As the most powerful television group few have ever heard of, the MRC is solely responsible for certifying and accrediting the companies and methodologies that measure television viewing audiences. Its good housekeeping seal of approval decides the fate and fortunes of those doing the measuring. As such, it has great impact upon the economics of the media ecosystem, including networks, broadcasters, advertisers, and agencies. The MRC decision to disaccredit Nielsen in September opened the floodgates to a new competitive regime and unleashed the pent-up scorn for the company.

In October, Kelly Abcarian, EVP of Ad Measurement at NBCU, joined the fray and upped the ante. An erstwhile Nielsen exec and corporate loyalist, with years of advertising bona fides, Abcarian left Nielsen after the company split into two last year. She now leads the charge to bring down her old company under a new banner.

But she does not battle alone.

Abcarian has conscripted Nielsen's competitors and formed an alliance of nattering nabobs of negativism, otherwise known as NBCU’s Measurement Innovation Forum. For all the talk about new ways to measure media and audiences, the participating firms have made little progress, according to the MRC.

Just last month, the MRC reported that only two such companies are actively involved in its accreditation process for the measurement of linear and connected TV: ComScore and Nielsen. Both are coordinating with the MRC and accreditation appears certain but not in time for the all-important “Upfronts”-- one of the most significant exchanges of dollars in the media marketplace.

According to the NBCU Look Book, many of the other measurement firms — however loosely defined — are either unaccredited or not engaged in the process at all. Several of them (605; Oracle; Samba TV; VideoAmp) have yet to submit their plans to the MRC and others have no plans to seek MRC accreditation at all. iSpot TV and TVSquared seem to be the exceptions. While several may have capital, nary a one has the depth of competence, technological capability, or market confidence evidenced by the incumbent. So much for robust competition.

Networks have the best of both worlds in the brawl for ratings dominance. On the one hand, they get the latest thinking on measurement technology from contenders and pretenders alike. One network for example, has promoted a scheme to measure itself – akin to grading your own homework after a take-home test. On the other hand, they get to leverage the industry instability into favorable contract terms with Nielsen (and the newcomers). This is sure to work in their favor, as chaos often breeds economic advantage.

But the question of balancing big data analytics with qualitative audience metrics remains daunting. That challenge looms large for all the contenders to the Nielsen throne. Absent panels, or some other source of qualitative data, measurement flaws will abound. Big data has been shown to be discriminatory in both economic and racial terms.

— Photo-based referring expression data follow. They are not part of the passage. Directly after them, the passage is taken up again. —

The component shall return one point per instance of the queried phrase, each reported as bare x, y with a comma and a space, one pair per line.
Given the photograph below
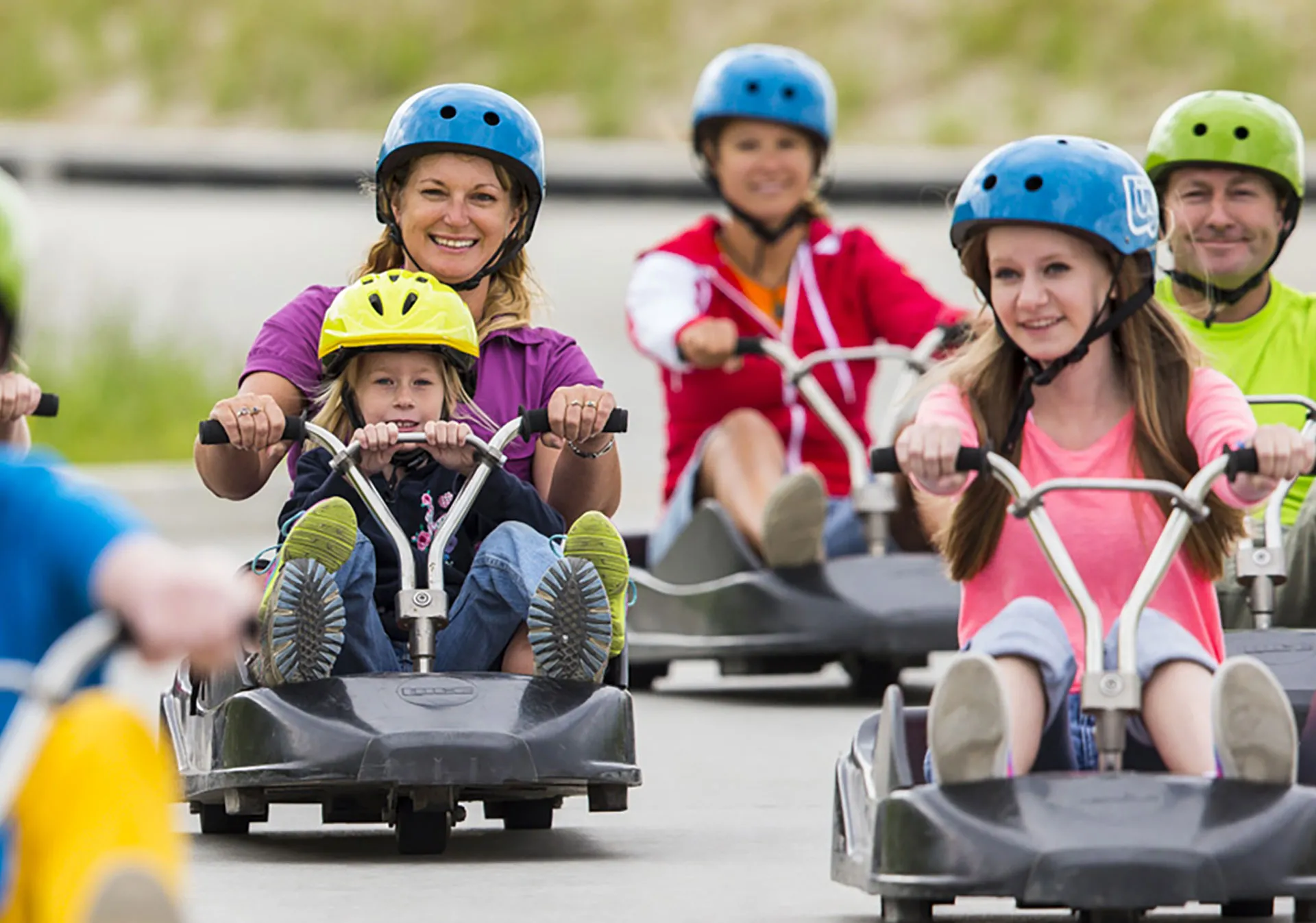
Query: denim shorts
1029, 628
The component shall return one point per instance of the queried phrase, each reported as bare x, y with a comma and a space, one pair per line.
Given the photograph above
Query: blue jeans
493, 604
842, 533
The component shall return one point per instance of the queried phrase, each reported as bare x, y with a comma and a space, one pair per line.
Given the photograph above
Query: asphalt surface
733, 820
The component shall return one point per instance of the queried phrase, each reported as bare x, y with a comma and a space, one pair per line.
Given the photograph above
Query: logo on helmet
1141, 208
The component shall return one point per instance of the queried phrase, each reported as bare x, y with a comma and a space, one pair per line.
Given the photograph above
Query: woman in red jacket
738, 432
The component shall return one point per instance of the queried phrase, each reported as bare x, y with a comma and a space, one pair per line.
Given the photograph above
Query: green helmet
1230, 128
15, 246
1227, 128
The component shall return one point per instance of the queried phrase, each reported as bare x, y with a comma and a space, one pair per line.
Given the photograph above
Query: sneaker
794, 521
302, 613
133, 896
570, 622
594, 538
969, 722
1253, 724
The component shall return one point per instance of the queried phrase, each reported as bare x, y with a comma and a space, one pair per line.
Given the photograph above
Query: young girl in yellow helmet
399, 356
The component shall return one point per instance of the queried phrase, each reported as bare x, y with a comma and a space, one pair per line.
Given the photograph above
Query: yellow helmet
399, 310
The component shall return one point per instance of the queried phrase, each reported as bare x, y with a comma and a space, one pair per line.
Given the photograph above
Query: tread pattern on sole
570, 622
303, 629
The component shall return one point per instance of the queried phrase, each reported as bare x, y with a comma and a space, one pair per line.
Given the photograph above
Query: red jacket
842, 291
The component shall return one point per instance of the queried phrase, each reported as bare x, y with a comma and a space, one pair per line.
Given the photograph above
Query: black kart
711, 596
404, 748
1111, 843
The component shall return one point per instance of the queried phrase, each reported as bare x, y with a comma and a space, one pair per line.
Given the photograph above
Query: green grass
947, 71
123, 400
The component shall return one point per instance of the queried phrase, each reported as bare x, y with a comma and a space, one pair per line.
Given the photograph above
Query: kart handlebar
212, 433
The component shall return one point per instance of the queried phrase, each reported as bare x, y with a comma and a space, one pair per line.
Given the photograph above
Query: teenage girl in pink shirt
1085, 375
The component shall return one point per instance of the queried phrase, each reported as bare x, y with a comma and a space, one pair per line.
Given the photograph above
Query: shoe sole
594, 538
570, 624
303, 626
968, 731
794, 522
133, 897
1253, 724
326, 534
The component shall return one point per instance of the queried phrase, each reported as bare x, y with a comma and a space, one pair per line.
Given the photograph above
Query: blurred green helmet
15, 246
1223, 127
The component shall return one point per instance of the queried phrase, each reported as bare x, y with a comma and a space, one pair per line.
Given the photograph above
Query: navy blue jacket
419, 500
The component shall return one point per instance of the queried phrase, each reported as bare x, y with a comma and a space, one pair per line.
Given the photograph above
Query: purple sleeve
568, 366
289, 342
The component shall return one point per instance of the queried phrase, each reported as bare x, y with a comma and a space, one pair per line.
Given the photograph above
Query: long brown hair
512, 293
1156, 360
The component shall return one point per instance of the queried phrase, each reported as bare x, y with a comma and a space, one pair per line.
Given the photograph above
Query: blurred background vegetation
908, 71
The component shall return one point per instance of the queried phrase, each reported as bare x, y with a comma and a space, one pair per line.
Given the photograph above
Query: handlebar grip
966, 459
48, 405
1244, 462
212, 432
537, 421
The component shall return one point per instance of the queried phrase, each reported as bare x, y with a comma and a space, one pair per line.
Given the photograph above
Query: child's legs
366, 648
97, 801
1029, 643
495, 599
1177, 675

While Nielsen's head is bloodied, it is unbowed even if uncrowned by the MRC. But to be the champ, you have to beat the champ and, thus far, that has not happened. At last look, it remains the measurement currency of the realm booking both linear and streaming clients in strong numbers. The shakeup in media measurement has led to favorable, although flawed, results.

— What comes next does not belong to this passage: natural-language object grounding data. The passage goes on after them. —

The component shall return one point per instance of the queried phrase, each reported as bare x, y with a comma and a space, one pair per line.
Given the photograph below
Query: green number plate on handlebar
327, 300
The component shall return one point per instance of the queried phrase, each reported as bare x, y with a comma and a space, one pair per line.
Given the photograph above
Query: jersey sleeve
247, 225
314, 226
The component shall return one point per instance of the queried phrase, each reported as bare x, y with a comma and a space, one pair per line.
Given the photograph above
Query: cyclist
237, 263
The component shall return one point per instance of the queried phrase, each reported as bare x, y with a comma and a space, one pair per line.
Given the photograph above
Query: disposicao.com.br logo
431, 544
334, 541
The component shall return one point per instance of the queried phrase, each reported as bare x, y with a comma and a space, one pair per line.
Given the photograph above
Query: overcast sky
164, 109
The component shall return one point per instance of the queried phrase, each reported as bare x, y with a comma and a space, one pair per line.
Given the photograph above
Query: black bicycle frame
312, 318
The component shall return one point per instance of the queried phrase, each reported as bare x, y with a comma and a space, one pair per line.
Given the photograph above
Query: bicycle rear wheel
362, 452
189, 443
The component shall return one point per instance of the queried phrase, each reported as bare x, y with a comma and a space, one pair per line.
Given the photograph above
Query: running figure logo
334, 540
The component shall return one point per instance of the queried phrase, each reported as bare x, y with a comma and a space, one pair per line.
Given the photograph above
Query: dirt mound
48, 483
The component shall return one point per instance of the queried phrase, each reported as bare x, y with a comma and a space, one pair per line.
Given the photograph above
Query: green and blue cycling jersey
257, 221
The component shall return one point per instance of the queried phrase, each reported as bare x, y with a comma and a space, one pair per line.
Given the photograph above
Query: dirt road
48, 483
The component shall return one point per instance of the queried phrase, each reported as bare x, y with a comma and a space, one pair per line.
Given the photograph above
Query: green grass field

Other than Nielsen, not one of the new contenders for ratings primacy has seen fit to focus on minority viewers -- a demographic that over-indexes on video consumption across all platforms. For the past 12 years, Nielsen has charted and chronicled the importance of African-American, Hispanic and Asian viewers for brands, advertisers, networks, broadcasters and agencies. Each year, it has heralded these viewers as quintessential media and advertising consumers. None of the other contenders for the throne have paid attention to this important American sector, which accounts for nearly 40% of viewers.

Until the other media measurement firms address these deficiencies with clarity, integrity, and responsibility, they will never be quite ready for prime time.

Editor's note: This story was updated on April 14 to change a reference to Kelly Abcarian's departure from Nielsen.